Kinerja BUMN Menguat Signifikan Berkat Transformasi

Sedang Trending 6 jam yang lalu

Program transformasi badan usaha milik negara mulai menunjukkan hasil nyata yang ditandai dengan perbaikan performa keuangan pada sejumlah perusahaan sekuritas negara hingga Mei 2026. Peningkatan laba bersih yang signifikan tercatat pada beberapa sektor strategis, seperti sektor kepelabuhanan dan industri pupuk nasional, berdasarkan data keuangan unaudited. Sebagaimana dilansir dari Money, PT Pelabuhan Indonesia (Persero) atau Pelindo berhasil membukukan laba tahun berjalan sebesar Rp 2,01 triliun, yang menandakan kenaikan sebesar 94 persen dibandingkan periode yang sama pada tahun lalu.

Lonjakan performa yang lebih tinggi dicatatkan oleh Pupuk Indonesia Group dengan raihan laba bersih mencapai Rp 6,70 triliun, melesat hingga 230 persen secara tahunan.

Perkembangan performa yang positif ini menjadi agenda utama dalam pertemuan koordinasi antara pimpinan lembaga pengawas dengan para direksi korporasi negara di Wisma Danantara Indonesia pada Jumat (19/6/2026). Evaluasi berkala tersebut difokuskan pada penguatan koordinasi agar langkah pembenahan ke depan berjalan lebih terukur, transparan, serta berorientasi penuh pada hasil.

Sistem pelaporan performa korporasi kini juga disusun dengan mengedepankan akurasi informasi demi memberikan gambaran yang jelas kepada publik mengenai kontribusi nyata perusahaan negara terhadap perekonomian nasional. Evaluasi ini sekaligus menegaskan bahwa pengelolaan korporasi negara kini diarahkan untuk lebih akuntabel dan sepenuhnya berbasis pada validitas data riil.
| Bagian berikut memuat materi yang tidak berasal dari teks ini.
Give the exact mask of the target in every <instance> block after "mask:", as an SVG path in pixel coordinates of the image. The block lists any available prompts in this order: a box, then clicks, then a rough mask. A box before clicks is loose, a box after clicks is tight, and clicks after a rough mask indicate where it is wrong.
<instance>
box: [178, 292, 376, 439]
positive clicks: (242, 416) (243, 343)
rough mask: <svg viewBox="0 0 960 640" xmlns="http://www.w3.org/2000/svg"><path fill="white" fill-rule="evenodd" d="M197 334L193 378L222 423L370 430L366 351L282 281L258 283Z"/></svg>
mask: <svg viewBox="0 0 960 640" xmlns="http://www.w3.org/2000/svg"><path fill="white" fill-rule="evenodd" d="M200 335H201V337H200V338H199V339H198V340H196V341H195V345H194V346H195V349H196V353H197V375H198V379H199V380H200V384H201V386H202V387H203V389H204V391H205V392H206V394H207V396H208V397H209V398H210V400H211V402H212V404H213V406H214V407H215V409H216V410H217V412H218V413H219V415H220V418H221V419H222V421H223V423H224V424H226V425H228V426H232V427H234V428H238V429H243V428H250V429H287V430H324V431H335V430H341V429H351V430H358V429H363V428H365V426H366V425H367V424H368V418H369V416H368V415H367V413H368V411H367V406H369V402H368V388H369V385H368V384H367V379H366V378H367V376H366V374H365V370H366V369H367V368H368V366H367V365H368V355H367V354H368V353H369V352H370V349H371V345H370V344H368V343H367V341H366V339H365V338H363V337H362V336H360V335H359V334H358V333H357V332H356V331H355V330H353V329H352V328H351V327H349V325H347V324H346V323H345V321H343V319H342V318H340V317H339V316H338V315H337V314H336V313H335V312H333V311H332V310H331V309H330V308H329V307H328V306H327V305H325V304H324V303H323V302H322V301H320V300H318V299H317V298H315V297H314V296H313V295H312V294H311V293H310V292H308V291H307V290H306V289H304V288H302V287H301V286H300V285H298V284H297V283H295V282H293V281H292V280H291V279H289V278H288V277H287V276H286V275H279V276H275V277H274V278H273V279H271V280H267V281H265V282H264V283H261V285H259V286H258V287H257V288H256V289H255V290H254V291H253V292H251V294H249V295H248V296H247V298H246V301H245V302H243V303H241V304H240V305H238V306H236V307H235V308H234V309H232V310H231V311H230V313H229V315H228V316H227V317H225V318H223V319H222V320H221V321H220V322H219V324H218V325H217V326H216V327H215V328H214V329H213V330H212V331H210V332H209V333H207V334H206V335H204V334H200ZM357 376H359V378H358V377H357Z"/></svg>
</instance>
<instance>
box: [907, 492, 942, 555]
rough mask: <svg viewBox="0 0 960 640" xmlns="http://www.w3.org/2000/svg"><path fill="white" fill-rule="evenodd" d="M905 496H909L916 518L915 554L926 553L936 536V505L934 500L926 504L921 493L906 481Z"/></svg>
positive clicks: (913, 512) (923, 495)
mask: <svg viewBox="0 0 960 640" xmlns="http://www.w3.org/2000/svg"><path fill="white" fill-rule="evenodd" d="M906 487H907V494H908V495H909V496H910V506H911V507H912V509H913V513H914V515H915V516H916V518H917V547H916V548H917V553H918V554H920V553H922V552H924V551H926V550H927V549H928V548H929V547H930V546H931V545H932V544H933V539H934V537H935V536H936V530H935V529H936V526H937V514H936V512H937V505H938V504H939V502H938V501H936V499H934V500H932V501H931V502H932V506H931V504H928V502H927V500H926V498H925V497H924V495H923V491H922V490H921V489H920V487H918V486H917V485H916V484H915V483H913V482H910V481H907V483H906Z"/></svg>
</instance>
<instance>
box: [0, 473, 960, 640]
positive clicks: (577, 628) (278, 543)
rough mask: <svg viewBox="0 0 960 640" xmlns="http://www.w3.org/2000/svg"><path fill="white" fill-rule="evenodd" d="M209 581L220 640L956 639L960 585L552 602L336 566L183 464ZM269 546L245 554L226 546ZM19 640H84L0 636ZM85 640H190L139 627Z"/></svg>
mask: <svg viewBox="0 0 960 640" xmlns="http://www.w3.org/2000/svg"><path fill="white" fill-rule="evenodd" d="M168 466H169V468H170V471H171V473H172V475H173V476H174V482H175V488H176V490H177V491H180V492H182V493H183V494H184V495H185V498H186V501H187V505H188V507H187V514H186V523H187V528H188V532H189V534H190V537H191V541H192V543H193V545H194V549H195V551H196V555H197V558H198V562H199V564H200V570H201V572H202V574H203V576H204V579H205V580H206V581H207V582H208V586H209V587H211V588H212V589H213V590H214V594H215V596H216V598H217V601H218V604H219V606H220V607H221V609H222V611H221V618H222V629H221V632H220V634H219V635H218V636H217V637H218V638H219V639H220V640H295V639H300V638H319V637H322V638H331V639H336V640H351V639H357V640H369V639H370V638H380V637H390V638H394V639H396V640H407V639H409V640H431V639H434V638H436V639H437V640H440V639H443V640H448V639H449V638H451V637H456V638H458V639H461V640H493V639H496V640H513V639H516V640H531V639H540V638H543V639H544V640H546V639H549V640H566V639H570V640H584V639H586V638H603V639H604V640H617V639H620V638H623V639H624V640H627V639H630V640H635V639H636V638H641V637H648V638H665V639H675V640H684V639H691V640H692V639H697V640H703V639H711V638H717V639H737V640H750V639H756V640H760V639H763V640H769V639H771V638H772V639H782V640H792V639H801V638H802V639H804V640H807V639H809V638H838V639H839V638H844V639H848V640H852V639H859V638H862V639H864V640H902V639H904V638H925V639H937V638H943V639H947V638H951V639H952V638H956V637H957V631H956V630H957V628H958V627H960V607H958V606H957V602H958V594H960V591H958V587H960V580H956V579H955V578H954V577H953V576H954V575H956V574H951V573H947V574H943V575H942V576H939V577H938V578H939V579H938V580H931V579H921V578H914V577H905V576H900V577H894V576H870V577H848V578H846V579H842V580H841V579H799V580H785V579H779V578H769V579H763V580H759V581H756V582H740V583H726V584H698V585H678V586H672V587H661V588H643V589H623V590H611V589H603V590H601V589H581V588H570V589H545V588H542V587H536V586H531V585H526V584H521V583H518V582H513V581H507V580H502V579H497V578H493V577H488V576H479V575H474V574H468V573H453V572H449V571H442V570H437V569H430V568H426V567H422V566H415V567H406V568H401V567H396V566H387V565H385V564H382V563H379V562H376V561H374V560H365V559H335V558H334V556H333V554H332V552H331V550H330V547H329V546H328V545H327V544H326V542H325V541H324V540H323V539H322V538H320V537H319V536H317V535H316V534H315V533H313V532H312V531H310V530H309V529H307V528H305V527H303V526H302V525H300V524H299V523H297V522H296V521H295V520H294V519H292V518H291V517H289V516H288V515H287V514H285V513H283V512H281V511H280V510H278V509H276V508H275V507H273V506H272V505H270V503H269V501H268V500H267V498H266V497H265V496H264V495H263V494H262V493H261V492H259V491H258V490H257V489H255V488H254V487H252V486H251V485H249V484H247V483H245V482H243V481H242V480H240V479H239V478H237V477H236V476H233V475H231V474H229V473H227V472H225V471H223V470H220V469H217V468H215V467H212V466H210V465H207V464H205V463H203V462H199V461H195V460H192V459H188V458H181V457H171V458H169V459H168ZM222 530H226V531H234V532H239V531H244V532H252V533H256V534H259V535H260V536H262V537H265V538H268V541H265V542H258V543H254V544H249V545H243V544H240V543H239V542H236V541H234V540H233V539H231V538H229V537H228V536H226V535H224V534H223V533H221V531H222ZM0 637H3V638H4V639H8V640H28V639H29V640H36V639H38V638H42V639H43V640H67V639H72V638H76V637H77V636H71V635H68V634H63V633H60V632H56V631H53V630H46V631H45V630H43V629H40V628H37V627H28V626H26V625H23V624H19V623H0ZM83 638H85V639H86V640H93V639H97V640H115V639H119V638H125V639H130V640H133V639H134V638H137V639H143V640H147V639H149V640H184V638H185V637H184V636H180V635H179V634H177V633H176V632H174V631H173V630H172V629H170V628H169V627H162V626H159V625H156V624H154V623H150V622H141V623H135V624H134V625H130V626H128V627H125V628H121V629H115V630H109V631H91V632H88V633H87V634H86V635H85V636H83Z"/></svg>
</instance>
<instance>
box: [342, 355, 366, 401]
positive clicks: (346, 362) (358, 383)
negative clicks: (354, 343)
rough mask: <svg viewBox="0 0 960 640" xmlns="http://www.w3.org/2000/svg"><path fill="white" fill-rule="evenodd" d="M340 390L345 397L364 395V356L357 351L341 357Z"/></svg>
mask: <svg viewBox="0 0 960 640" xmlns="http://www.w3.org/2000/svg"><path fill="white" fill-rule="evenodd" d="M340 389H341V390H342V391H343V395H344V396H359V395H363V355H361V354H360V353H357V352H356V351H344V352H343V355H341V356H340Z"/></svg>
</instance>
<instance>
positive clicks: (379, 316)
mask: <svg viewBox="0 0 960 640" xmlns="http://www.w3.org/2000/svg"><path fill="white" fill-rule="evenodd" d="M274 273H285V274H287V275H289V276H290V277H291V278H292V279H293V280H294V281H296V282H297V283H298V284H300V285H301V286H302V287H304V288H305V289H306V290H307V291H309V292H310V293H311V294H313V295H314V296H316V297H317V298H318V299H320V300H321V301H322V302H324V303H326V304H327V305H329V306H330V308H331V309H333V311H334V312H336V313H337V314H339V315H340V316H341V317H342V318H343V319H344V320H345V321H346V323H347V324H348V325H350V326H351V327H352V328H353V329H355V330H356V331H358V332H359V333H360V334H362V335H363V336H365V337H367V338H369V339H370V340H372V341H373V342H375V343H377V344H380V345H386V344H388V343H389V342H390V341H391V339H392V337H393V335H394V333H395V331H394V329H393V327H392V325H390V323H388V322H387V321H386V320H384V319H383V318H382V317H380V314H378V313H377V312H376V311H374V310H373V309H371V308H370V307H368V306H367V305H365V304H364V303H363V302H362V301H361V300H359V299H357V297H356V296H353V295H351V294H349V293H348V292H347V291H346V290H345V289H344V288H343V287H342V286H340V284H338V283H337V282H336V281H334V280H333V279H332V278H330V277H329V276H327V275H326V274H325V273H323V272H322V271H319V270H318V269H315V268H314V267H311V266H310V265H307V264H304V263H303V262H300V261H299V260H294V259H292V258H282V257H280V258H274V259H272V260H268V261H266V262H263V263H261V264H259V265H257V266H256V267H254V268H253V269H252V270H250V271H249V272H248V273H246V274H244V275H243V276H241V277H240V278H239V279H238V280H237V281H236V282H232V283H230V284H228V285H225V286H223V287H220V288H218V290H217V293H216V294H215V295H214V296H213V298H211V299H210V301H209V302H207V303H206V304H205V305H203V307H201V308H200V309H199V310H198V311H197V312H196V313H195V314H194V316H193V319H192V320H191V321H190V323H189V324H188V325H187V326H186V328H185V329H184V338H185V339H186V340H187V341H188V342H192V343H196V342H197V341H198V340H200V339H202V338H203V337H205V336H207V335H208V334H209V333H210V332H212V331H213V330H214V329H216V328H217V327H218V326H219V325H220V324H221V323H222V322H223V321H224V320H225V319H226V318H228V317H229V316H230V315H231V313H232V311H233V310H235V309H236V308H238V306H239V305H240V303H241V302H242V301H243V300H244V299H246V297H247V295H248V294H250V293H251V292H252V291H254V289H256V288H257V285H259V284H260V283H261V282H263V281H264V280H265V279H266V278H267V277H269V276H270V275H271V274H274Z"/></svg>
Otoritas terkait menilai pencapaian yang berhasil melampaui target sejak tahun 2025 hingga berjalan pada tahun 2026 ini membuktikan bahwa strategi pembenahan internal berada di jalur yang tepat.

"Capaian ini menunjukkan bahwa transformasi BUMN mulai memberikan hasil yang nyata," ujar Dony Oskaria, Kepala Badan Pengaturan (BP) BUMN sekaligus Chief Operating Officer Danantara.

Meskipun indikator keuangan menunjukkan grafik pertumbuhan yang kuat, pembenahan sistemis ini dinilai tetap memerlukan penguatan secara konsisten pada masa mendatang.

"Yang penting ke depan adalah menjaga konsistensi, memperkuat tata kelola dan memastikan setiap informasi yang disampaikan kepada publik berbasis data, fakta, serta kondisi riil di lapangan," ujar Dony Oskaria, Kepala Badan Pengaturan (BP) BUMN sekaligus Chief Operating Officer Danantara.